La masacre perpetrada el sábado pasado por un loco más en El Paso, Texas, estado poblado por un 80 por ciento de mexicanos y que fue originalmente de nosotros hasta que se vendió al Gobierno norteamericano en 1848 como parte del Tratado de Guadalupe Hidalgo para terminar la guerra entre las dos naciones, fue un acto terrorista que saturó las redes sociales y del que todos los medios de comunicación se volcaron a informar con detalle sobre el contexto del ataque, su autor y las casi 50 víctimas, entre heridos y fallecidos.

Cabe destacar la respuesta inmediata del Gobierno Federal a través del secretario de Relaciones Exteriores, Marcelo Ebrard, quien visitó a los mexicanos –víctimas inocentes sobrevivientes del ataque terrorista– acompañado del gobernador de Chihuahua Javier Corral. Ebrard manifestó que nuestro gobierno deseaba transmitir a las víctimas solidaridad, consuelo y el apoyo de todo México. 

Se ha explicado que legalmente no es factible que el Gobierno mexicano solicite al estadounidense la extradición del presunto criminal Patrick Wood Crusius, quien será acusado de crímenes de odio, los que en Estados Unidos se castigan con la pena de muerte; a pesar del horror criminal perpetrado por Patrick, no coincido con que se le castigue con la pena capital porque ésta viola el derecho humano universal a la vida, además está más que demostrado que en los países en los que se aplica, los delitos criminales no disminuyen, y Estados Unidos es un ejemplo vívido pues, durante los siglos 20 y 21, tan sólo en centros educativos se cometieron al menos 53 masacres y ataques, lo cual no es poco.

Ante los crímenes de odio presentados el pasado fin de semana en Estados Unidos, surgió la urgencia de controlar la venta de armas.
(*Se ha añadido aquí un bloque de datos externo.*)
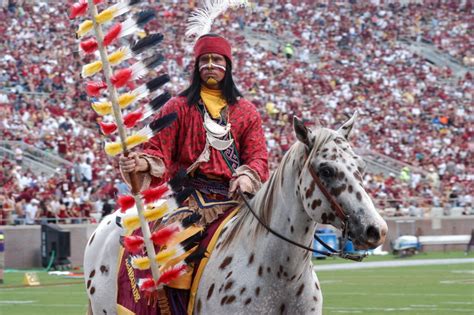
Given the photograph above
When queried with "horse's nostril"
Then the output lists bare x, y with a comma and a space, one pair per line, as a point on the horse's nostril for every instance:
373, 233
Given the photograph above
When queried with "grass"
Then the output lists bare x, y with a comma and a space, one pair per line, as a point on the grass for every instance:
56, 295
444, 289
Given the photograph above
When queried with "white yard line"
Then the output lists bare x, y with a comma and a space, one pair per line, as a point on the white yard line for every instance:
385, 264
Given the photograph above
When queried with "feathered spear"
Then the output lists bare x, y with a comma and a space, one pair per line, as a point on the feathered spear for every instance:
138, 19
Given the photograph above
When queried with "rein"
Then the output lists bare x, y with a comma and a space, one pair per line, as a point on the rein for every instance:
337, 209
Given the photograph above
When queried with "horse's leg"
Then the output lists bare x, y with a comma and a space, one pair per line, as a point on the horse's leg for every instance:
100, 267
89, 308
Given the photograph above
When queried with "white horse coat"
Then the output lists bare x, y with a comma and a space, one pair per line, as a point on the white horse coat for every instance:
251, 271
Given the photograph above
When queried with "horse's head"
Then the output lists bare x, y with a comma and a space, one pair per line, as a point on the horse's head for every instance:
330, 185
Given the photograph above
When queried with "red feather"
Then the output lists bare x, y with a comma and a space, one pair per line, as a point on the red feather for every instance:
121, 77
107, 128
171, 274
131, 119
133, 244
154, 194
163, 235
93, 88
89, 46
125, 202
147, 284
112, 34
78, 9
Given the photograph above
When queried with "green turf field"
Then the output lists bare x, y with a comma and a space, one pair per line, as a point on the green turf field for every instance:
446, 289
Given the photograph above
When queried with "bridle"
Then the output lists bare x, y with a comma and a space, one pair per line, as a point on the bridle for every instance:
336, 207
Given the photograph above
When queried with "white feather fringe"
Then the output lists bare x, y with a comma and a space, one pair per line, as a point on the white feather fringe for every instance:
201, 19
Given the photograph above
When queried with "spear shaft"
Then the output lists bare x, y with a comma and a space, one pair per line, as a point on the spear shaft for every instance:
135, 185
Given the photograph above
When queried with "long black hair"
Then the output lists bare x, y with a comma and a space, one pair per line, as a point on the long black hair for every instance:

Trump propuso una reforma, aunque siendo él el principal instigador del racismo y la xenofobia, y estando en proceso su reelección, no es creíble que fustigue a los industriales productores de armas que son muy fuertes. 

Por su parte, el presidente López Obrador pidió al Gobierno de EU controlar el uso de las armas, mientras las distintas fracciones de la Cámara de Senadores solicitaron que el Gobierno mexicano frene el tráfico ilegal de armas hacia México, porque hasta ahora los gobiernos anteriores hicieron poco o nada por controlar y detener este problema que debe resolverse desde ámbitos múltiples y concurrentes en lo local, nacional e internacional, porque es complejo hasta en el diagnóstico, aunque los especialistas establecen que es factible controlarlo en el mediano plazo.

Los senadores solicitan que ambos países pongan en marcha acciones contundentes a favor del control de armas que permitan erradicar el tráfico ilegal, e insistieron en que así como México ha colaborado en la contención migratoria, ahora el Gobierno norteamericano debe responder con reciprocidad ante el problema del tráfico ilegal de armas.

Datos presentados en el Senado indican que cada año cerca de 213 mil armas son introducidas ilegalmente al País y que ese negocio ha dejado al menos 56 mil 588 personas asesinadas entre enero de 2015 y junio de 2019, es decir, 34 diarias.

Las propuestas también incluyen que se realicen operativos de revisión por parte de la Guardia Nacional en la frontera mexicana: Tijuana, Ciudad Juárez, Reynosa y Laredo como mínimo; lo menos que podemos pedir y esperar es que ésta no sea una llamara de petate y que con energía se realicen las negociaciones pertinentes e internamente se establezcan los mecanismos que controlen este cáncer delincuencial.